Bien qu'il s'agisse d'une sorte d'imprévu, la pandémie de Covid-19 semble également exacerber cette tendance. Les enfants sont restés à la maison au lieu d'aller à l'école, n'ont pas pu voyager pour aller à l'université et ont été privés des emplois qui leur offraient un premier aperçu de l'indépendance. Selon la plupart des critères traditionnels, ils n'ont pas pu grandir au même rythme que les enfants des années précédentes. Mais selon d'autres critères, ils ont été exposés à des vérités dérangeantes et à des responsabilités sociales telles que le port de masques, qui les ont obligés à se confronter plus rapidement au monde des adultes.

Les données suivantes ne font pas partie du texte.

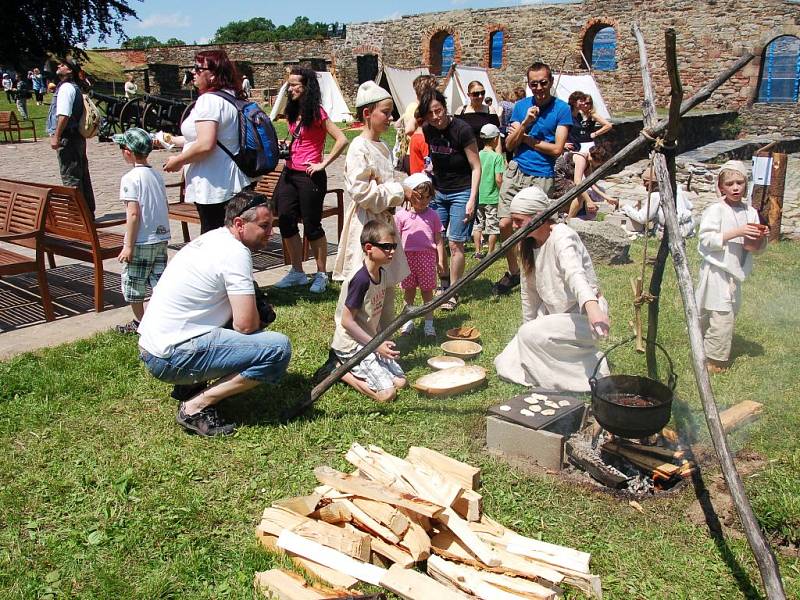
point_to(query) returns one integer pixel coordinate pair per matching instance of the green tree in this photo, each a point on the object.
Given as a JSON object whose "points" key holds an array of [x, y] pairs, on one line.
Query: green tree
{"points": [[141, 41], [35, 28]]}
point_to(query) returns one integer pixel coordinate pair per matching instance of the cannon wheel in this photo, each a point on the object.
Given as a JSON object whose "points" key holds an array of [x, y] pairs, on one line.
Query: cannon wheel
{"points": [[131, 114]]}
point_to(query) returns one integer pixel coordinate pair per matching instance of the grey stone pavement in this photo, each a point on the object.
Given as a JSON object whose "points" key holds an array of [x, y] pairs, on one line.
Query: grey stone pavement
{"points": [[36, 162]]}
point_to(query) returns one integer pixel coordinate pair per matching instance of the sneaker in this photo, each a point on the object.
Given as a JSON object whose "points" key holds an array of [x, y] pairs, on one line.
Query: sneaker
{"points": [[320, 283], [506, 283], [428, 329], [183, 392], [207, 422], [291, 279], [128, 328]]}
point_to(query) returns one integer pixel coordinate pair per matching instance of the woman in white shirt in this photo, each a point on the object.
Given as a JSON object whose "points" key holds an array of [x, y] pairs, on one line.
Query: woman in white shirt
{"points": [[211, 177]]}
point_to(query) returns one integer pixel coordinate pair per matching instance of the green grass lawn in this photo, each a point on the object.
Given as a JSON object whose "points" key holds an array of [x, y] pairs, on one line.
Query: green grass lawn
{"points": [[102, 495]]}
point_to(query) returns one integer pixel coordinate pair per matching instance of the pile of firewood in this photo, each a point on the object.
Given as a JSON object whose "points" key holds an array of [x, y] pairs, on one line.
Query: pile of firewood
{"points": [[392, 515]]}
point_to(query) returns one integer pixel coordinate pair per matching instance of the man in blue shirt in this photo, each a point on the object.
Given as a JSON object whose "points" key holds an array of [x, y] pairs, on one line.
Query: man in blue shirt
{"points": [[537, 134]]}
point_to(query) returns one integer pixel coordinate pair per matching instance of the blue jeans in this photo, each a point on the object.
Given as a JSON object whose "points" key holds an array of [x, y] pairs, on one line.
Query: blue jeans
{"points": [[260, 356], [452, 209]]}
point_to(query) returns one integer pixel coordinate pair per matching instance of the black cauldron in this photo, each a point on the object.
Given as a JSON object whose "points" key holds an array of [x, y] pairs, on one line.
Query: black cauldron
{"points": [[632, 406]]}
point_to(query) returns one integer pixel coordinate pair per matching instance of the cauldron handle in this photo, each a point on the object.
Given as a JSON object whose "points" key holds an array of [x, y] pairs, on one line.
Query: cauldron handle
{"points": [[672, 380]]}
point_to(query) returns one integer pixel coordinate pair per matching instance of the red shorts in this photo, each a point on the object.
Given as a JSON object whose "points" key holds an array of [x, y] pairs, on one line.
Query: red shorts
{"points": [[423, 271]]}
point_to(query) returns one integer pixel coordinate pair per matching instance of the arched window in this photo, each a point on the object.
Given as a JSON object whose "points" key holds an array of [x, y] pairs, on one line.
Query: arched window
{"points": [[600, 48], [780, 70], [442, 52], [496, 50]]}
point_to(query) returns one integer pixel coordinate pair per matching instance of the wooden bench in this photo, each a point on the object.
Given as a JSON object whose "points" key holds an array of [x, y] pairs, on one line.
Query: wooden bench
{"points": [[9, 123], [22, 216], [70, 230], [186, 212]]}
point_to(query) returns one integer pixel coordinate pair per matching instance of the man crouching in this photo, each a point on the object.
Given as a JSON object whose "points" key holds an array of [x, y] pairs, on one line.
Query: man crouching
{"points": [[184, 338]]}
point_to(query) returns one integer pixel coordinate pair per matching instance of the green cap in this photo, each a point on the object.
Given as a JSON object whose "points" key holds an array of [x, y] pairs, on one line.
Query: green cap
{"points": [[136, 140]]}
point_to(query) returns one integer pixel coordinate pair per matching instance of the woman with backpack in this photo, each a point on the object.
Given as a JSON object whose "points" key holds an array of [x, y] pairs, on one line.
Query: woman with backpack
{"points": [[211, 176], [304, 183]]}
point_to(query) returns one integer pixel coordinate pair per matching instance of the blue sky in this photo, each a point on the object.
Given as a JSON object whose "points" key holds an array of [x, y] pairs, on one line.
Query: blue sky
{"points": [[197, 20]]}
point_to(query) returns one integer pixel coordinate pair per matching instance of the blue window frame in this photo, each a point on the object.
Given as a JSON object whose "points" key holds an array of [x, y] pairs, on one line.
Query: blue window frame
{"points": [[604, 50], [780, 71], [496, 50]]}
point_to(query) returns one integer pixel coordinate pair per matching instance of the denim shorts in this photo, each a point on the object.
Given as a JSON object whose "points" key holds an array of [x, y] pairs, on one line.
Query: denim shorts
{"points": [[452, 208], [261, 356]]}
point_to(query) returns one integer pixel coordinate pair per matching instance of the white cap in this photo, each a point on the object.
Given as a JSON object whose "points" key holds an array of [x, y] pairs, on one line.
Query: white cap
{"points": [[412, 181], [489, 131], [530, 201], [370, 92]]}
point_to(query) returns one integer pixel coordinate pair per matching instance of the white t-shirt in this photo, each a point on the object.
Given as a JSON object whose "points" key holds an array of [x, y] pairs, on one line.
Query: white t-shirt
{"points": [[191, 297], [216, 178], [144, 185], [65, 99]]}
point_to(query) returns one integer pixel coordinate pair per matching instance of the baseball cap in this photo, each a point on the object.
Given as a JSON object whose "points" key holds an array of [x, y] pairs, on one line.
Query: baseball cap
{"points": [[136, 140], [489, 131]]}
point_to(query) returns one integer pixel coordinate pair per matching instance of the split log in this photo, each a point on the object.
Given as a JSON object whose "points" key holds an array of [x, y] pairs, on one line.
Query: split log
{"points": [[486, 585], [413, 585], [374, 491], [275, 520], [329, 557], [466, 475], [282, 585], [740, 414]]}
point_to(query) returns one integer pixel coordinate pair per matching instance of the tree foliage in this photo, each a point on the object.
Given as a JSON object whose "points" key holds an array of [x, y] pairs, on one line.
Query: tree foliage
{"points": [[259, 29], [35, 28]]}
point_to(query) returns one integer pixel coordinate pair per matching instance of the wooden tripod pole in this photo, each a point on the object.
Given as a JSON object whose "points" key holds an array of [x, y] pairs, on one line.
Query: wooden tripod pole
{"points": [[767, 565], [618, 159]]}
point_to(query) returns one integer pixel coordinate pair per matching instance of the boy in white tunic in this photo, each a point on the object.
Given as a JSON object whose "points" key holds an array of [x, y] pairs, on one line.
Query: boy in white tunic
{"points": [[729, 235], [562, 308]]}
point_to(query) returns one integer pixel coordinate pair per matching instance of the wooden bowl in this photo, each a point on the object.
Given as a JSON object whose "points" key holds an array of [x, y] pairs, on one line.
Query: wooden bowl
{"points": [[444, 362], [461, 348], [463, 333]]}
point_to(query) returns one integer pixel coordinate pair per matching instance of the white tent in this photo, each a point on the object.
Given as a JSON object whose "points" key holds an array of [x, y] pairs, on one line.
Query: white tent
{"points": [[332, 99], [584, 83], [399, 83], [455, 86]]}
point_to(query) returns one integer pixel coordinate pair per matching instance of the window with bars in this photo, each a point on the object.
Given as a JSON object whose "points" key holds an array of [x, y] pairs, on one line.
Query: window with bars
{"points": [[780, 71]]}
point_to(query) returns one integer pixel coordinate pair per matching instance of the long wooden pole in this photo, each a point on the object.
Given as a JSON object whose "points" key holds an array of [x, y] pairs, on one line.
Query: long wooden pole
{"points": [[629, 150], [767, 565]]}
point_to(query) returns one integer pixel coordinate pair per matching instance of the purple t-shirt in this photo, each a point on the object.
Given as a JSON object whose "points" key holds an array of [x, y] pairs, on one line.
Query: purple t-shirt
{"points": [[418, 230]]}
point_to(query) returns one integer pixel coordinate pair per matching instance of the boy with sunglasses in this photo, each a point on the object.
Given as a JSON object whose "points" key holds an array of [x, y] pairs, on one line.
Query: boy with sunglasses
{"points": [[144, 253], [358, 315]]}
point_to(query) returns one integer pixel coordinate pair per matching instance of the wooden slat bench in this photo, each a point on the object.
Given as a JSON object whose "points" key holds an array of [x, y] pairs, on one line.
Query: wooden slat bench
{"points": [[186, 212], [10, 123], [22, 216], [70, 230]]}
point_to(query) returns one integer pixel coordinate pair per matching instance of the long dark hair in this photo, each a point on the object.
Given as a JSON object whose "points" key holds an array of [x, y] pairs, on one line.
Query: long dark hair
{"points": [[307, 107], [226, 74]]}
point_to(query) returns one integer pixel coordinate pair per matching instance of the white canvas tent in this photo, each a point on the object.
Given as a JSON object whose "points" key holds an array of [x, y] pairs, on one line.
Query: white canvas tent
{"points": [[399, 83], [332, 99], [455, 86], [584, 83]]}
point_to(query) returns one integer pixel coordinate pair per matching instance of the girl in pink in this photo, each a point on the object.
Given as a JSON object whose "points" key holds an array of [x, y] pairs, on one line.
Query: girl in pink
{"points": [[421, 233]]}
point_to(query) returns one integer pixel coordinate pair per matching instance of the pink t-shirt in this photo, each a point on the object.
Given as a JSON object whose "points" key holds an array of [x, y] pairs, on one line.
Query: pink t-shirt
{"points": [[417, 229], [309, 144]]}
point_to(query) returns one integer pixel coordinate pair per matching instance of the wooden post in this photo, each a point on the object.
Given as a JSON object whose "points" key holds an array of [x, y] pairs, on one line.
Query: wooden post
{"points": [[767, 564]]}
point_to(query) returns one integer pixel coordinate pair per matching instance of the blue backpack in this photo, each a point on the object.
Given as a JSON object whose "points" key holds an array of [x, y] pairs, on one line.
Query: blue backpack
{"points": [[258, 142]]}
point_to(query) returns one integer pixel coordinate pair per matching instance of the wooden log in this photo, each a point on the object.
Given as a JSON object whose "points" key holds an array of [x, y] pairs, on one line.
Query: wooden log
{"points": [[329, 557], [374, 491], [277, 584], [740, 414], [413, 585], [464, 474], [483, 584], [275, 520], [385, 514]]}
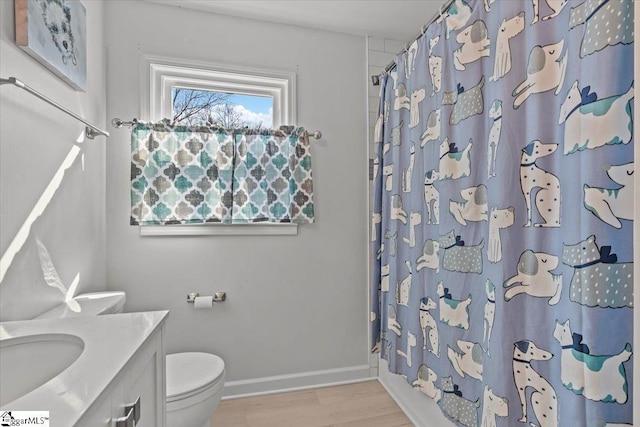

Une question de perspective
Bien que les faits indiquent que, d'un point de vue culturel et social, les enfants ne grandissent pas plus vite que par le passé, cela peut être lié à la façon dont nous comprenons ce que signifie grandir.D'un côté, les enfants grandissent vraiment plus lentement, apparemment maintenus jeunes par un monde numérique et socialement distant où leurs parents sont leurs plus proches compagnons dans la vie réelle. D'un autre point de vue, les enfants montrent simplement comment on peut mûrir dans le monde d'aujourd'hui. En fait, il serait facile d'affirmer qu'une vision plus large de la vie en dehors de la ville natale et des cercles d'amis locaux, rendue possible par la technologie, ou une capacité à naviguer dans un monde en ligne, constituent un ensemble de jalons et de marqueurs de la maturité tout aussi valables que le fait d'avoir des relations sexuelles, de boire, de conduire et de déménager du domicile familial.
En fin de compte, de nombreux facteurs influencent le rythme de maturation des enfants, et les circonstances sont très individuelles. Notre compréhension de la fin de l'enfance et du début de l'âge adulte - et de la ligne qui les sépare - est floue et subjective. La société n'est pas statique - elle évolue constamment, et ce à quoi ressemble l'enfance et ce que l'on ressent évoluent aussi constamment. Vieillir peut sembler plus compliqué de nos jours, mais les enfants ne font pas la différence, tout comme leurs parents ne connaissaient pas la vie sans Internet, la télévision ou le téléphone - ou tout ce qui, selon leurs propres parents, les faisait grandir trop vite ou trop lentement.
Jessica Gross a contribué à ce reportage.